Het boek bevat vele zeer aangrijpende getuigenissen, zoals dat over de 29-jarige Rik Selleslaghs, die ondanks hevige folteringen weigerde zijn kameraden te verraden en uiteindelijk in het kamp van Beverlo werd terechtgesteld. Jos Vermaesen schreef na de oorlog hoe ook in de concentratiekampen de solidariteit en de vriendschap onder de gevangenen en hun politieke strijdlust bleef bestaan. Zoals tegen het einde van de oorlog toch nog vele Joden werden opgepakt en weggevoerd, gebeurde hetzelfde met meerdere scheepsherstellers.
Grote rol bij Bevrijding
In 1944 speelde het Verzet en dus tal van scheepsherstellers een belangrijke rol in de bevrijding van Antwerpen, meer bepaald van de haven en de randgemeenten. De Amerikaanse generaal Dwight Eisenhower, opperbevelhebber van de geallieerden, verklaarde hierover: ‘De Weerstand in Europa is als een boeket mooie bloemen, maar de mooiste bloem was de bevrijding van de stad Antwerpen met haar haven.’ Maar ook die bevrijding kostte tal van verzetslieden het leven. Omdat onmiddellijk na de oorlog op iedereen een beroep werd gedaan om het land weer op te bouwen, betoogden 6.000 scheepsherstellers al op 2 oktober 1944 om betere arbeidsvoorwaarden te eisen. Die betoging leidde tot een voor de arbeiders voordelig sociaal akkoord.

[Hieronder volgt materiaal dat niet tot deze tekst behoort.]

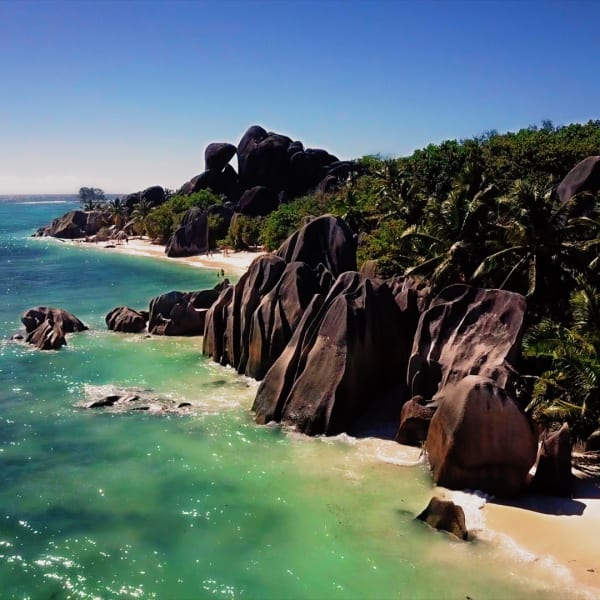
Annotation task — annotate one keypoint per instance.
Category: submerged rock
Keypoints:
(126, 320)
(445, 516)
(130, 400)
(46, 327)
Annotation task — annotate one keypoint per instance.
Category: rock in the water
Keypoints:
(192, 235)
(414, 421)
(479, 438)
(337, 365)
(325, 240)
(466, 331)
(34, 317)
(71, 225)
(553, 468)
(445, 516)
(153, 195)
(217, 155)
(126, 320)
(181, 313)
(133, 400)
(47, 336)
(278, 315)
(584, 177)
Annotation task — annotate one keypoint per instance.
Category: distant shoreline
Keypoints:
(232, 263)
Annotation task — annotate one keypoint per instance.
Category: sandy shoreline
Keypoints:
(559, 532)
(234, 263)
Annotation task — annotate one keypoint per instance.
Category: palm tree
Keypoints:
(541, 245)
(455, 232)
(570, 388)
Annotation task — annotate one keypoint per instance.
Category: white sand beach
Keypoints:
(232, 263)
(563, 533)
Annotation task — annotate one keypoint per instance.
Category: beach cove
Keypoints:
(142, 506)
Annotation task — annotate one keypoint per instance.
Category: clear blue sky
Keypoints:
(122, 95)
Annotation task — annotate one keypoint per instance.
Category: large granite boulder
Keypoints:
(466, 331)
(34, 317)
(480, 439)
(181, 313)
(153, 195)
(214, 343)
(415, 417)
(338, 365)
(258, 201)
(218, 154)
(325, 240)
(278, 315)
(47, 336)
(191, 237)
(583, 177)
(263, 159)
(126, 320)
(553, 466)
(46, 327)
(71, 225)
(445, 516)
(260, 278)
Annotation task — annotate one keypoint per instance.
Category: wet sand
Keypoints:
(233, 263)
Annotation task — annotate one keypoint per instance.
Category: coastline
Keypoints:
(234, 263)
(549, 532)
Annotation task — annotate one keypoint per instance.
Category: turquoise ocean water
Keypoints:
(100, 505)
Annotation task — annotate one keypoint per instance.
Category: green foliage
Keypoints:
(164, 219)
(244, 232)
(569, 390)
(91, 198)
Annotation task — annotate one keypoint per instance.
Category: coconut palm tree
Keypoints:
(570, 388)
(541, 245)
(454, 236)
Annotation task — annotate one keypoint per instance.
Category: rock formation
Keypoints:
(583, 177)
(445, 516)
(46, 327)
(553, 466)
(192, 236)
(75, 224)
(338, 365)
(181, 313)
(326, 240)
(126, 320)
(479, 438)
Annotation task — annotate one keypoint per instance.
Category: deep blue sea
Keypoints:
(105, 505)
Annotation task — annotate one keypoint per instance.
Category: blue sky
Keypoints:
(123, 95)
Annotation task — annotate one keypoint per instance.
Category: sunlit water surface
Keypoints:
(96, 504)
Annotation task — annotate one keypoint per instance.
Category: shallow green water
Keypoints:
(135, 505)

Het kon niet anders of de auteurs wijzen erop hoe in Vlaanderen na de oorlog meer aandacht ging naar de nazi-collaborateurs dan naar de slachtoffers van het naziregime en hoe de bestraffing van de collaborateurs (repressie) voor hen nog best meeviel. In 1946 werd een herdenkingsmonument ter nagedachtenis van de door de naziterreur omgekomen scheepsherstellers opgericht. De werkgroep Struikelstenen legde struikelstenen voor de huizen van door de nazi’s opgepakte en vermoorde scheepsherstellers, zoals ook gebeurde voor de huizen van andere door de nazi’s ontvoerde leden van bevolkingsgroepen zoals Joden, homo’s, Roma enz.
Twijfels en hoop
Bij het lezen van al die indrukwekkende verhalen rijst de vraag: hadden die verzetslieden nooit spijt van wat ze hadden gedaan? Twijfels in ieder geval. Dat blijkt uit een brief die Jos Doms vanuit het kamp van Breendonk naar zijn zoon schreef: ‘Doe nooit of nooit aan politiek en moei u niet met zaken die u niet aangaan.’ Jos Doms overleed in 1943 in het concentratiekamp van Gusen.
Jos Vermaesen schreef in de jaren vijftig: ‘Wij zijn wijs geworden en somber door ons leed. Wij twijfelen er vandaag hard aan of het zo is dat de dood van onze makkers, zoals dat officieel heet, niet tevergeefs is geweest (…) Men kan ons niets meer wijsmaken, met geen woorden meer paaien. Wij weten dat de oorlog de wereld niet uit is, en wij hebben gezien tot wat de mens in staat is na meer dan twintig eeuwen beschaving.’ Maar hij voegde er onmiddellijk aan toe: ‘En toch? Toch hopen wij die hongerden en pijn leden in de fascistische kampen, dat ons lot iets wakker zal schudden bij de arbeiders, bij de regeringen, de politiekers, bij iedereen die in zijn mens-zijn de menselijke waardigheid eerbiedigt (…) dat het zal helpen aan de te trage ontwaking van een Wereldgeweten.’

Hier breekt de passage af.